In connection with the Merger, 1st Independence stockholders will receive cash in the amount of $4.418 per share and 0.7849 shares of MainSource common stock for each share of 1st Independence common stock owned by them, subject to the terms of the Merger Agreement. Any fractional shares of MainSource common stock resulting from the foregoing calculation will be replaced by cash in the amount of such fraction multiplied by $18.52. Holders of options to purchase 1st Independence common stock will receive an amount of cash equal to $18.954, less the per share exercise price for each share of 1st Independence common stock subject to such stock option. If the foregoing calculation results in a negative number, the 1st Independence stock option will be canceled without any cash payment.

MainSource will issue approximately a total of 1,569,800 shares of MainSource common stock and pay a total of $8,836,000 in cash to former 1st Independence stockholders.

The description of the Merger Agreement is qualified in its entirety by reference to the Merger Agreement, incorporated as an exhibit hereto.
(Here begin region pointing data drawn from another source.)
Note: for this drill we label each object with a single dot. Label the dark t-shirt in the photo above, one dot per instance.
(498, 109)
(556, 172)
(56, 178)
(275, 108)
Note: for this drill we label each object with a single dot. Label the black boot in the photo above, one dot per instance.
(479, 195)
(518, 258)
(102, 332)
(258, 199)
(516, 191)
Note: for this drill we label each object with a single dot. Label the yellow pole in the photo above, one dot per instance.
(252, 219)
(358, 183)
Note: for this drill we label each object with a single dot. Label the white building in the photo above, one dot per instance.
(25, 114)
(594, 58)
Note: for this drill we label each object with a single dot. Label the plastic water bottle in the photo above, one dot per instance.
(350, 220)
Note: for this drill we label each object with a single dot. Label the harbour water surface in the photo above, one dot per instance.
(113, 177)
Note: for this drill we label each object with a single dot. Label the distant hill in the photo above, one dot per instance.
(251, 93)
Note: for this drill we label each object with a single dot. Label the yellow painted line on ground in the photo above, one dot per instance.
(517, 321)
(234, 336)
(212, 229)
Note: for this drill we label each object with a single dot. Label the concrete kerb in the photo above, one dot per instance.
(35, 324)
A copy of the MainSource press release dated September 2, 2008 announcing the completion of the Merger is attached hereto as Exhibit 99.1 and is incorporated herein by reference.



Item 9.01. Financial Statements and Exhibits.

(d) Exhibits.

2.1 Agreement and Plan of Merger, dated February 26, 2008, among MainSource Financial Group, Inc., 1st Independence Financial Group, Inc., and 1st Independence Bank, Inc. (incorporated by reference to the Current Report on Form 8-K filed on February 27, 2008).

99.1 Press Release of MainSource Financial Group, Inc. dated September 2, 2008.